Forgive me if I fail to see the point of "Becoming Obama," the zillion-word story that Vanity Fair released on its site Wednesday about President Obama's early love life, as interpreted from the letters to ex-girlfriend Alex McNear and the journals of another, Genevieve Cook. The widely read, six-page exposé happens to be an excerpt from the upcoming biography Barack Obama: The Story by Pulitzer Prize–winning journalist David Maraniss, who has also written about former President Bill Clinton.
I get that because he is a public figure and the nation's leader, every detail of President Obama's life will be deemed interesting, even fascinating, by some. And I do understand fully why he's a topic of interest, especially in an election year.
What I don't get is what I'm supposed to glean from a long story about him, told through the eyes of his exes from the '80s. It's in poor taste to kiss and tell (with names), especially when the subject is married. But such is the popular way now.
Still, if a story is taking the politically incorrect route, the revelations should have a little "oomph" to make them worthwhile — like, say, when Lillian McEwen broke her 30-year silence about her ex, Supreme Court Justice Clarence Thomas. In 2010 she revealed to the Washington Post that Thomas was "obsessed" with porn and spent his downtime at the office contemplating which of his female officemates was likely to have sex with him. That was a story worth the ink to print it. The former girlfriends on Obama? Eh … not so much.
An article that could be headlined "Exclusive: Obama's Exes Speak!" sounds so juicy in theory, as if readers will be privy to some dirt, maybe a buried sexual scandal from way back when, in the absence of one now. Perhaps an early-20s Obama had a rebellious streak that defies the easygoing, levelheaded public persona worn so effortlessly by President Obama today. Perhaps there was something, anything, that would fuel late-night talk or Limbaugh radio shows for weeks to come.
However, we learn from his ex-girlfriends that at 22, postcollegiate Obama mused about his place, path and purpose in the world, not so unlike the lyrics in Diana Ross' Mahogany theme song, "Do you know where you're going to/do you like the thing that life is showing you?" or anyone who just graduated from any institution of higher learning. The titillating revelations are limited to insights such as these: The would-be president read (and reread) Ralph Ellison's Invisible Man, was emotionally guarded, wore Brut deodorant and spent Sunday mornings doing New York Times crossword puzzles while lounging bare-chested in a sarong, with the Brut and sarong-wearing being perhaps the most salacious — and the funniest — parts of the story.
She also recounts the constant feeling that Obama was seeking a woman unlike herself. "I can't help thinking that what he would really want, be powerfully drawn to, was a woman, very strong, very upright, a fighter, a laugher, well-experienced," she wrote. "A black woman I keep seeing her as." It's an insightful observation only because it accurately describes first lady Michelle Obama, his wife of 19 years.

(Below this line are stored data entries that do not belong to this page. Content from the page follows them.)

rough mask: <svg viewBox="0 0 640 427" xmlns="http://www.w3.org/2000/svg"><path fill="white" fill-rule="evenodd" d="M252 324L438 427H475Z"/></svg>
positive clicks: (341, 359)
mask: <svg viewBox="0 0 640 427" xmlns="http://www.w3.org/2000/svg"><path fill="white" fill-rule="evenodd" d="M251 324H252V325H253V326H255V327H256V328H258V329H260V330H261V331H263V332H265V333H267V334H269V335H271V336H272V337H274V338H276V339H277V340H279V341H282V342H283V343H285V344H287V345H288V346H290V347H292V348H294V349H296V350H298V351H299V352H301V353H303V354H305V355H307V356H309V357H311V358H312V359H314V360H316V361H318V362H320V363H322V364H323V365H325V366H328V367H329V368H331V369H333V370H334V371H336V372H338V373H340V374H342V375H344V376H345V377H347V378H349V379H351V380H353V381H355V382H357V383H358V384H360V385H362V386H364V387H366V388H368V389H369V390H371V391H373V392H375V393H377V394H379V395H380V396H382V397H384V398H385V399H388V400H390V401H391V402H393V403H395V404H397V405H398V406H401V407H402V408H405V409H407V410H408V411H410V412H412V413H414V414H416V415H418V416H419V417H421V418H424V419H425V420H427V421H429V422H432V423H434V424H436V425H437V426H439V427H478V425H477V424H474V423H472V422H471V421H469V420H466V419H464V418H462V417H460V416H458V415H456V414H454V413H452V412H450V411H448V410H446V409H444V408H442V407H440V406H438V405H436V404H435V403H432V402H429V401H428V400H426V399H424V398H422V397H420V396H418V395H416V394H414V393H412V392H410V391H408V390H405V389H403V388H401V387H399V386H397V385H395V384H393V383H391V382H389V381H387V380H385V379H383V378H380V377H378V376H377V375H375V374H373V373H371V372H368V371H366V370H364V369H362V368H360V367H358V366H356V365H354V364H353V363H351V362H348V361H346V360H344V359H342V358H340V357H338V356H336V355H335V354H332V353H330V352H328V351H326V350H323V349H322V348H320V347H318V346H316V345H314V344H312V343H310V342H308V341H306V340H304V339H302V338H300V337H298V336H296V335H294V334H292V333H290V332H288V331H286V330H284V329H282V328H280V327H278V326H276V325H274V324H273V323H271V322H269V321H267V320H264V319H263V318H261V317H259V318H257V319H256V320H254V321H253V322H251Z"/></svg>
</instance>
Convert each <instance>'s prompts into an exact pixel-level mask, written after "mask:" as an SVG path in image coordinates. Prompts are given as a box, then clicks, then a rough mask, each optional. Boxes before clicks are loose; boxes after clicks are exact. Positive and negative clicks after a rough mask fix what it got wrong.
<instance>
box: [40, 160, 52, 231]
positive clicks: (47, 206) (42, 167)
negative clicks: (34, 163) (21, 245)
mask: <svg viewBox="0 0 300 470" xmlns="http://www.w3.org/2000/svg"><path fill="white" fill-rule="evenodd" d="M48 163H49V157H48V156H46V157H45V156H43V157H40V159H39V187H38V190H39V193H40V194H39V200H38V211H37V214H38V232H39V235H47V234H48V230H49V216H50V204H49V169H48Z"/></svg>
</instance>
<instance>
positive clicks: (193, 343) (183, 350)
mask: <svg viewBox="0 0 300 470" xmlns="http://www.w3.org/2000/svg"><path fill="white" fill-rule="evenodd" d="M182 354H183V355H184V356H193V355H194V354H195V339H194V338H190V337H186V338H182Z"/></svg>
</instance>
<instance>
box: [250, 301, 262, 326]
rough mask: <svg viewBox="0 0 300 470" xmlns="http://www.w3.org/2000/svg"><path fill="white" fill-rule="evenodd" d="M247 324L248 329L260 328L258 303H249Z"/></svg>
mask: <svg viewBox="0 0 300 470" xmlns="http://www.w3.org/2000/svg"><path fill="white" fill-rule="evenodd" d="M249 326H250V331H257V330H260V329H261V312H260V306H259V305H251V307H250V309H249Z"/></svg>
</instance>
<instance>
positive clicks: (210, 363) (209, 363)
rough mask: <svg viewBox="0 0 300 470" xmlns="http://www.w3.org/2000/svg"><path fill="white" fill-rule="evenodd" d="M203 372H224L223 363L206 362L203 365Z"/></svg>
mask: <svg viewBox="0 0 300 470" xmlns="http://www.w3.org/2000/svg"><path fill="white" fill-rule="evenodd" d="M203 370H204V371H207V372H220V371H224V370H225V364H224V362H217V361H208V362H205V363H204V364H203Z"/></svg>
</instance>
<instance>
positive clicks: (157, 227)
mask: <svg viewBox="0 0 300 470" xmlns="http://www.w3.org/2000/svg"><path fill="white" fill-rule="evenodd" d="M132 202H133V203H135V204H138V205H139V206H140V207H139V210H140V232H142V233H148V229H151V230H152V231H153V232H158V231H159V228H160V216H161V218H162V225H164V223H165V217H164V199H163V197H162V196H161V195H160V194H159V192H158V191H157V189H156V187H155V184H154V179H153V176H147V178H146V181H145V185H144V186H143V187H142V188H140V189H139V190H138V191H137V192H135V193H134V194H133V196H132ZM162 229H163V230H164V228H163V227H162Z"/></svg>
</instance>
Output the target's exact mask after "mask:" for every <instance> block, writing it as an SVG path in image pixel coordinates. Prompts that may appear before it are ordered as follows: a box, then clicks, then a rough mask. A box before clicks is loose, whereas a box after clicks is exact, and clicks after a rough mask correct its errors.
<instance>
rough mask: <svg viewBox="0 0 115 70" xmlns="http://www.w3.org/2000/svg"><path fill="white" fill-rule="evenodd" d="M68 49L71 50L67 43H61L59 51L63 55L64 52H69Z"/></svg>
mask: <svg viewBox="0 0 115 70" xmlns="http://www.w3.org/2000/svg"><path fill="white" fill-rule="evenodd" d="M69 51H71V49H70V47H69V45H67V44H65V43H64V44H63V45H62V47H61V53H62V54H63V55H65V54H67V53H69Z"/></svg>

In the painstaking detail expected of a prize-winning journalist, Maraniss aptly compares and contrasts Cook's version of her relationships with the accounts that Obama gave in his 1995 memoir, Dreams From My Father, in which she was referred to but not even given a pseudonym. Even Maraniss acknowledges in the excerpt that the differing accounts are mostly an "understandable matter of perspective."
For instance, Obama inaccurately recalls that the country estate he visited with Cook was her father's, when it was actually owned by her stepfather. Cook says that she pushed Obama away from her; in his memoir, he takes the blame for the relationship's demise.

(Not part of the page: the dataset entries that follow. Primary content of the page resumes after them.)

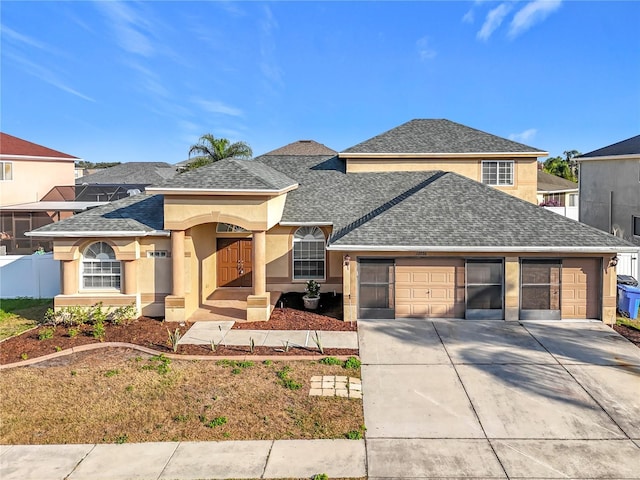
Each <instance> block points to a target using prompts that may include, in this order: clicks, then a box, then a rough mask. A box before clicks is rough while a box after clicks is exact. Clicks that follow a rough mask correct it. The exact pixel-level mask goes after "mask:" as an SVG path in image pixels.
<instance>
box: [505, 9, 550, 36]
mask: <svg viewBox="0 0 640 480" xmlns="http://www.w3.org/2000/svg"><path fill="white" fill-rule="evenodd" d="M561 4H562V0H534V1H533V2H529V3H527V4H526V5H525V6H524V7H522V9H520V10H519V11H518V13H516V14H515V15H514V16H513V20H511V25H510V26H509V37H511V38H514V37H517V36H518V35H520V34H521V33H523V32H525V31H527V30H529V29H530V28H531V27H532V26H533V25H535V24H536V23H540V22H542V21H543V20H544V19H545V18H547V17H548V16H549V15H550V14H551V13H553V12H554V11H556V10H557V9H558V8H560V5H561Z"/></svg>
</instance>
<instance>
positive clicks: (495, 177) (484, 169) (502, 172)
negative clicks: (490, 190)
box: [482, 160, 513, 186]
mask: <svg viewBox="0 0 640 480" xmlns="http://www.w3.org/2000/svg"><path fill="white" fill-rule="evenodd" d="M482 183H484V184H486V185H494V186H507V185H509V186H510V185H513V160H508V161H483V162H482Z"/></svg>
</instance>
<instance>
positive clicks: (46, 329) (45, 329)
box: [38, 328, 55, 340]
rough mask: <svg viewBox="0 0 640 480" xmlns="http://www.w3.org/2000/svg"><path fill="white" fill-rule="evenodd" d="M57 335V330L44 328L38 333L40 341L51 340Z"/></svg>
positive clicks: (47, 328) (54, 328) (52, 328)
mask: <svg viewBox="0 0 640 480" xmlns="http://www.w3.org/2000/svg"><path fill="white" fill-rule="evenodd" d="M54 333H55V328H43V329H42V330H40V333H38V340H49V339H51V338H53V334H54Z"/></svg>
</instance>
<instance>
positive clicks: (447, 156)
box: [338, 152, 549, 160]
mask: <svg viewBox="0 0 640 480" xmlns="http://www.w3.org/2000/svg"><path fill="white" fill-rule="evenodd" d="M548 155H549V152H483V153H479V152H471V153H435V152H429V153H339V154H338V158H346V159H349V158H367V159H369V158H370V159H376V158H379V159H389V158H421V159H425V160H427V159H431V158H434V159H437V158H486V159H487V160H491V159H493V158H513V157H517V158H528V157H535V158H538V157H546V156H548Z"/></svg>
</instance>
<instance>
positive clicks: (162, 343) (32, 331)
mask: <svg viewBox="0 0 640 480" xmlns="http://www.w3.org/2000/svg"><path fill="white" fill-rule="evenodd" d="M291 298H293V296H291V295H289V301H288V302H287V297H285V298H284V299H283V300H284V301H283V304H282V305H293V306H297V304H296V303H295V298H293V300H291ZM338 301H339V303H340V308H342V298H341V297H340V298H339V299H337V298H336V299H335V301H334V302H325V304H324V305H323V309H324V311H325V312H329V313H330V308H334V307H335V304H337V303H338ZM191 325H192V323H190V322H182V323H177V322H165V321H163V320H162V319H157V318H149V317H140V318H139V319H138V320H136V321H134V322H133V323H131V324H129V325H110V324H107V325H105V336H104V338H103V339H102V341H104V342H126V343H133V344H135V345H140V346H143V347H147V348H152V349H154V350H157V351H158V352H161V353H173V350H172V348H171V347H170V344H169V341H168V340H169V332H175V330H176V328H177V329H179V330H180V332H182V333H183V334H184V333H185V332H186V331H187V330H188V329H189V328H190V327H191ZM47 328H52V327H38V328H37V329H35V330H30V331H28V332H25V333H23V334H22V335H18V336H17V337H13V338H9V339H7V340H5V341H3V342H0V364H2V365H4V364H7V363H14V362H19V361H21V360H25V359H31V358H37V357H41V356H43V355H48V354H51V353H54V352H56V351H61V350H66V349H69V348H73V347H78V346H80V345H87V344H89V343H99V342H100V340H99V339H97V338H94V337H93V336H92V328H93V327H92V326H91V325H82V326H80V327H76V329H77V330H79V333H78V334H77V335H76V336H75V337H73V338H72V337H71V336H70V335H69V330H70V329H69V328H67V327H62V326H58V327H56V328H55V331H54V332H53V336H52V338H48V339H45V340H39V339H38V336H39V335H40V333H41V332H42V331H43V330H44V329H47ZM233 328H236V329H249V330H328V331H356V329H357V327H356V323H355V322H353V323H350V322H343V321H341V320H338V319H336V318H334V317H330V316H326V315H321V314H319V313H313V312H307V311H302V310H296V309H294V308H292V307H284V308H276V309H275V310H274V311H273V314H272V315H271V319H270V320H269V321H267V322H245V323H236V324H235V325H234V326H233ZM176 353H177V354H183V355H211V356H219V357H224V356H232V355H234V356H235V355H249V356H250V355H268V356H295V355H302V356H310V355H318V354H319V352H318V350H317V349H315V348H293V347H291V348H289V349H288V351H284V349H283V348H277V347H255V348H254V349H253V352H251V351H250V348H249V347H248V346H228V347H225V346H224V345H220V346H218V347H217V348H216V351H215V352H214V351H212V349H211V346H210V345H180V346H179V347H178V351H177V352H176ZM324 355H335V356H337V355H358V351H357V350H354V349H347V348H325V349H324Z"/></svg>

It's quite telling that the most intriguing aspect of the excerpt wasn't anything the exes said but, rather, the hasty and inaccurate reaction by Politico and the Drudge Report. In the excerpt, Cook refutes Obama's account in his memoir about a date they had at the theater. Obama wrote that he and his then girlfriend went to see a show by a black playwright, and Cook did not understand the cultural humor. Cook says that she never attended such a play.
When Maraniss asked the president about this contradiction while interviewing him for the biography, Obama admitted that some details of that relationship had been "compressed" with another one that occurred when he moved to Chicago. "I was very sensitive in my book not to write about my girlfriends, partly out of respect for them," the president explained.
Politico's Dylan Byers took Obama's explanation as proof that he had been caught in a lie. "Though Dreams From My Father is an autobiography, and hence non-fiction, Obama makes no mention of this 'compression,' nor is there any note by the publisher, Broadway Books," wrote Byers. "In fact, Obama only acknowledged the 'compression' after Maraniss learned that Cook had no recollection of some of the events at which Obama said she was present." The Drudge Report went a step further, running a story with the headline, "Obama Admits Fabricating Girlfriend in Memoir."
If both sites had done a quick fact-check, they would have discovered that the president acknowledged in all editions of his books that he used composites. The Politico story now includes an editors' note acknowledging Byers "significant" inaccuracy.
Even the big story about the big story reached a dead, albeit juicier, end.